Sincere Amaru Haynesworth (born April 13, 2001) is an American professional football center. He played college football for the Tulane Green Wave.

== Early life ==
Haynesworth attended high school at Pearland. Coming out of high school, Haynesworth was rated as a three-star recruit where he held offers from schools such as Tulane, Army, Navy, Louisiana Tech, North Texas, Arkansas State, and McNeese. Haynesworth ultimately decided to commit play college football for the Tulanes Green Wave.

== College career ==
In Haynesworth freshman season in 2019, he played in eleven games where he made five starts. After Haynesworth freshman season where he played offensive guard, he moved to center for the 2020 season. In the 2020 season, Haynesworth would play in and start all 12 games for Tulane, where for his performance he was named second team all Conference-American. In the 2021 season, Haynesworth would play in and start ten games for the Tulane Green Wave. During the 2022 season, Haynesworth played in and started all 14 games for the Green Wave. For his performance on the 2022 season, Haynesworth was named first-team all Conference-American. During the 2023 season, Haynesworth played in and started all 14 games for Tulane.

==Professional career==

Pre-draft measurables
| Height | Weight | Arm length | Hand span | Wingspan | 40-yard dash | 10-yard split | 20-yard split | 20-yard shuttle | Three-cone drill | Vertical jump | Broad jump | Bench press |
| 6 ft 0+3⁄4 in (1.85 m) | 300 lb (136 kg) | 32+3⁄4 in (0.83 m) | 10 in (0.25 m) | 6 ft 8+1⁄8 in (2.04 m) | 5.21 s | 1.93 s | 2.97 s | 4.59 s | 7.84 s | 30 in (0.76 m) | 8 ft 11 in (2.72 m) | 21 reps |
All values from Pro Day

=== New Orleans Saints ===
After going undrafted in the 2024 NFL draft, Haynesworth signed with the New Orleans Saints on April 27, 2024. He was also selected by the San Antonio Brahmas in the eighth round of the 2024 UFL draft on July 17. He was waived/injured on August 20, and reverted to injured reserve on August 22.
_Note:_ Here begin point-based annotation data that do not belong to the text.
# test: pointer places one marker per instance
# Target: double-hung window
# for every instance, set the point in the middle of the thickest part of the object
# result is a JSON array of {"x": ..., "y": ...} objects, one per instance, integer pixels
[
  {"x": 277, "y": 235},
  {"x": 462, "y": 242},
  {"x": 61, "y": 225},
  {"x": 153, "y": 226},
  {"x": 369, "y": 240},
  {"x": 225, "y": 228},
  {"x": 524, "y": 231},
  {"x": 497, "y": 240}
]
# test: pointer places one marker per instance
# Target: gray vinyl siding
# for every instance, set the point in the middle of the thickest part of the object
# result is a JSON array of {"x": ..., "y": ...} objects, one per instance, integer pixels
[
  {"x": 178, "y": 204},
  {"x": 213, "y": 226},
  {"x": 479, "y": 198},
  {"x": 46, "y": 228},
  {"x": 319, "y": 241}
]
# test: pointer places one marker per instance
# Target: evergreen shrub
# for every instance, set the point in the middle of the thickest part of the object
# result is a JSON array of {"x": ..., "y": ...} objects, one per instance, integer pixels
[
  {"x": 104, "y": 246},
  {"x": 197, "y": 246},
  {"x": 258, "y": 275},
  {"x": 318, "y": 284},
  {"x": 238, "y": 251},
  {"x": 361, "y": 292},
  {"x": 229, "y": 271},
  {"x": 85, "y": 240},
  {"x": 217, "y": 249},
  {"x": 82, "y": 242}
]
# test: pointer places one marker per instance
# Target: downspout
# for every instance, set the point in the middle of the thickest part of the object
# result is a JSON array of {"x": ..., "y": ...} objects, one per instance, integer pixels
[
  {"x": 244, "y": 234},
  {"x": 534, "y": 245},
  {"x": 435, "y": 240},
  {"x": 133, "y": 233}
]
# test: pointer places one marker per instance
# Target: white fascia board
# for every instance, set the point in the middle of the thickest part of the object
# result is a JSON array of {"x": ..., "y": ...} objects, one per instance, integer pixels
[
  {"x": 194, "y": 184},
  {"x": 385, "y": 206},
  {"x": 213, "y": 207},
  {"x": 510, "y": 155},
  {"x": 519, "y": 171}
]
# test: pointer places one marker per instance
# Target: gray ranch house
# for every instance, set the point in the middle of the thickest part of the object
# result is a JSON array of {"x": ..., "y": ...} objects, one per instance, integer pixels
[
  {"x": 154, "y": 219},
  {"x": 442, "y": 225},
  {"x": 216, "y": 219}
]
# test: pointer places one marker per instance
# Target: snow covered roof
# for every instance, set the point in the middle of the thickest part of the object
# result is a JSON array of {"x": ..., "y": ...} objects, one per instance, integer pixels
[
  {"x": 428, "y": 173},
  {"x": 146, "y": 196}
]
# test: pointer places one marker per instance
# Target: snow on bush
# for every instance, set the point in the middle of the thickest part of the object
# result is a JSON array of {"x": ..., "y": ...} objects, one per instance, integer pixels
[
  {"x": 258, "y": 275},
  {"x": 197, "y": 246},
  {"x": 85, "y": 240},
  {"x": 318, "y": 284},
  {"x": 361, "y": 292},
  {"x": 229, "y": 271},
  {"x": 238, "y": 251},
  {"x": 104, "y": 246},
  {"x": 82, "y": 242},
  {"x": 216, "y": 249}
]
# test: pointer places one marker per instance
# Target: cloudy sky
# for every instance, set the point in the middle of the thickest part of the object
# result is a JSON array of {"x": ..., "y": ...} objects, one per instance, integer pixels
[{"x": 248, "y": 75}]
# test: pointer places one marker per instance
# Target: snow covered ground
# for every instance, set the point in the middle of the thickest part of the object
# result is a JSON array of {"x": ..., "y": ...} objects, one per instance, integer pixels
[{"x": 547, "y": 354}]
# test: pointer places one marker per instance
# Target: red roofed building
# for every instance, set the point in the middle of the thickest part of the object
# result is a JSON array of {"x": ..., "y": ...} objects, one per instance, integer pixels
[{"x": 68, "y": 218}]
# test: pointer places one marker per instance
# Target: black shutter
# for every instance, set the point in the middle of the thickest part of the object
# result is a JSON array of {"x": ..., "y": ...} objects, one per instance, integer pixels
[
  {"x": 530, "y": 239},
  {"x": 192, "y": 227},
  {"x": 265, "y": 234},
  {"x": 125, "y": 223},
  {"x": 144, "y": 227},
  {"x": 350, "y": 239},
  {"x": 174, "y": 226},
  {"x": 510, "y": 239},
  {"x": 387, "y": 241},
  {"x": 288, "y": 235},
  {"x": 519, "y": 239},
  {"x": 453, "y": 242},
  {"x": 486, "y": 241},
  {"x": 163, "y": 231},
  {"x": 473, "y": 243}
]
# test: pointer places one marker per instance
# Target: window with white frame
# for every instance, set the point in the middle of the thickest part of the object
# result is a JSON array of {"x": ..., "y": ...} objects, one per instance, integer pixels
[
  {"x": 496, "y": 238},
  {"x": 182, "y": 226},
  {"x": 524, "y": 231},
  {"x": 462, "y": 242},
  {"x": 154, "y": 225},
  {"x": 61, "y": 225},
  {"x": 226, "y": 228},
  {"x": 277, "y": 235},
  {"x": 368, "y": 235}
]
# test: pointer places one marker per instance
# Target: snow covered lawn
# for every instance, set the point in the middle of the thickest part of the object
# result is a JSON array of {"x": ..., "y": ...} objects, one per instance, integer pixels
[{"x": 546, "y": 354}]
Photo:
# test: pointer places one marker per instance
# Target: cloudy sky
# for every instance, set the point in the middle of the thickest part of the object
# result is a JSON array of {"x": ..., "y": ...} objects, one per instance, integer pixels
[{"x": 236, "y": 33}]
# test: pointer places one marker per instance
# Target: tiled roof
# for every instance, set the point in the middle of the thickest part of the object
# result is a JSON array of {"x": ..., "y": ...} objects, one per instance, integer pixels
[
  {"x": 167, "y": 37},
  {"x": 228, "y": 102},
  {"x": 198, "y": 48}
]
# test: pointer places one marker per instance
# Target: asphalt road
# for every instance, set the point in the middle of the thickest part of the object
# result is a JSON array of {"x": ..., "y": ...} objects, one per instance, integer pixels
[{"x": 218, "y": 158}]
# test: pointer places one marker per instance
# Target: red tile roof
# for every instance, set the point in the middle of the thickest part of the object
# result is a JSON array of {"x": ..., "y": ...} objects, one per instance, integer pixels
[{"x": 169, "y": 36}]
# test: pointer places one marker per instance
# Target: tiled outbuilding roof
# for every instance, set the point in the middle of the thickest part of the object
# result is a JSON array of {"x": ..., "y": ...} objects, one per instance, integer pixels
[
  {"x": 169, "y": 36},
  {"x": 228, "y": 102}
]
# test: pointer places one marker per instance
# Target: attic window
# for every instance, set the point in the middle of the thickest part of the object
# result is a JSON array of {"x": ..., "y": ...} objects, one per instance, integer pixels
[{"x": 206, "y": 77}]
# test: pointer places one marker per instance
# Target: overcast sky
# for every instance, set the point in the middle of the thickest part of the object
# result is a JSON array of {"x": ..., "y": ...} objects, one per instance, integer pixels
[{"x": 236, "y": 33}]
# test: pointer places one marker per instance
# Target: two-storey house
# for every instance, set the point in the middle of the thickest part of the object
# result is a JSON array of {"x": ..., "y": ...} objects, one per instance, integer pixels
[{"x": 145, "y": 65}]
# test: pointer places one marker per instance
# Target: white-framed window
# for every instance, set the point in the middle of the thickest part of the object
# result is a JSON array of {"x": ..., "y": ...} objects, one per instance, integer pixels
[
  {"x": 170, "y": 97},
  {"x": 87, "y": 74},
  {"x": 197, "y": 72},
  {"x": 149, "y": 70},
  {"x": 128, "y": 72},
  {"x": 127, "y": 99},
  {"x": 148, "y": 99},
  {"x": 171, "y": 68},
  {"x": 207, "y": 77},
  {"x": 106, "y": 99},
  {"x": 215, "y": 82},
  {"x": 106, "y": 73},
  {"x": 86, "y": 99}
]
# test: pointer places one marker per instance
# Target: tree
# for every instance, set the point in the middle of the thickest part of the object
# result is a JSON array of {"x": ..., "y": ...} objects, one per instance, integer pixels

=== New England Patriots ===
On October 8, Haynesworth was signed to the New England Patriots practice squad. He was released on October 15.

===New Orleans Saints (second stint)===
On October 23, 2024, Haynesworth was signed to the New Orleans Saints practice squad, but released a week later. Haynesworth was signed to the practice squad again on December 3.

===Arizona Cardinals===
On January 7, 2025, Haynesworth signed a reserve/future contract with the Arizona Cardinals. He was waived on August 26 as part of final roster cuts and re-signed to the practice squad the next day, and released the following day.

=== St. Louis Battlehawks ===
On January 23, 2026, Haynesworth signed with the St. Louis Battlehawks of the United Football League (UFL).

===Buffalo Bills===
On August 26, 2026, Haynesworth signed with the Buffalo Bills, but was waived three days later.